The problem is that Derby City Council has spent years and years not investing—it does that with many of its buildings—so it is now trying to say, “It will cost £190,000 in lost revenue, and we cannot afford this because of Government cuts.” However, this is actually about good housekeeping in Derby. The council claims that £2 million-worth of funding will be required to bring this market and the wholesale market up to scratch, but that is because it has not bothered to look after it for many, many years. That is a failure of Derby City Council’s local government strategy of downgrading everything and not spending money on proper investment and good housekeeping, but spending money on its pet projects.

I have received representations from farmers and from local people on this issue, and councillors feel very aggrieved that nothing was said before a week ago. Last night, the council voted to close the market without any more ado. The council is not only going to close it; it is going to demolish it and sell the site off for business units. I am not against business units, but we need a cattle market in the area. The problem we have with Derby City Council is that it wishes to ignore what the countryside is about, because it has only one farm within the city boundary and it does not care about farmers and what they are doing. This closure is a retrograde step, because Derby is the centre for many rural communities who come into Derby to bring their cattle. The auctioneers have been there for many years and this market is a centre of excellence—or it was until the council decided to close it. It does not have to close until next year, when the leases run out, so the council could have undertaken a better study in order to decide on its viability or whether there were alternatives and other people would be prepared to invest in it.

As I have said to the Deputy Leader of the House before, Derby City Council does not care about anybody outside its boundary. The council does not care that this is the centre for the farmers, it does not care about the welfare of the animals and it does not care about the people’s livelihoods that it is a affecting, because it says that this is nothing to do with Derby. The council is riding roughshod over these interests. The Government should be looking at this and saying, “You cannot just blame it on Government cuts.” That is what the council does, but this is not down to Government cuts; it is down to very bad housekeeping. I would like this House to examine this at some point in the future to stop councils riding roughshod over the will of the people.

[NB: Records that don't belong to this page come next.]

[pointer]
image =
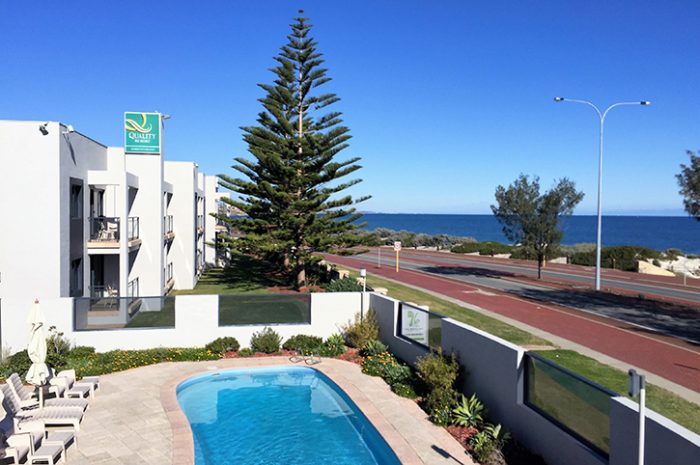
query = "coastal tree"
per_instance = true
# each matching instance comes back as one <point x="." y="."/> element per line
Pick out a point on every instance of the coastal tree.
<point x="290" y="192"/>
<point x="689" y="182"/>
<point x="531" y="218"/>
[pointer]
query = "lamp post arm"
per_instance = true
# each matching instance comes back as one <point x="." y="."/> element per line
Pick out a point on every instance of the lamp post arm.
<point x="586" y="102"/>
<point x="607" y="110"/>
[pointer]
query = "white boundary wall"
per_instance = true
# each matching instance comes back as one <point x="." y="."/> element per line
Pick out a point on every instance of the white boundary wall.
<point x="196" y="323"/>
<point x="495" y="372"/>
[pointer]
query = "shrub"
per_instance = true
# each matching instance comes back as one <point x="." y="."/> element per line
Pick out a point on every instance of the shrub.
<point x="441" y="399"/>
<point x="303" y="343"/>
<point x="375" y="365"/>
<point x="118" y="360"/>
<point x="388" y="368"/>
<point x="362" y="330"/>
<point x="404" y="390"/>
<point x="673" y="254"/>
<point x="223" y="344"/>
<point x="372" y="347"/>
<point x="266" y="340"/>
<point x="333" y="346"/>
<point x="246" y="352"/>
<point x="81" y="352"/>
<point x="486" y="445"/>
<point x="620" y="258"/>
<point x="469" y="412"/>
<point x="397" y="374"/>
<point x="438" y="371"/>
<point x="345" y="285"/>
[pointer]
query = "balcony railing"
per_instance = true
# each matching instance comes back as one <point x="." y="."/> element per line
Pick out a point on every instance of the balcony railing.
<point x="103" y="291"/>
<point x="108" y="228"/>
<point x="133" y="227"/>
<point x="167" y="224"/>
<point x="104" y="229"/>
<point x="132" y="288"/>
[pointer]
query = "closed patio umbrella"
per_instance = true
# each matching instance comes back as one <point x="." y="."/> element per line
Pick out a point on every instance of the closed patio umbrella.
<point x="38" y="373"/>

Derby City Council does not do the same thing with other buildings. Buildings such as Allestree hall in my constituency have been going to rack and ruin for many years because the council has not invested in it. It has a golf course attached to it and the council could sell it off; it keeps promising to sell it off but it does nothing. The trouble is that when somebody eventually buys it and develops it, they will have to spend two, three, four or perhaps 10 times as much as they would have had to spend 10 years ago. Can we examine how we can make local authorities make good housekeeping decisions about the buildings they own, now and in the future?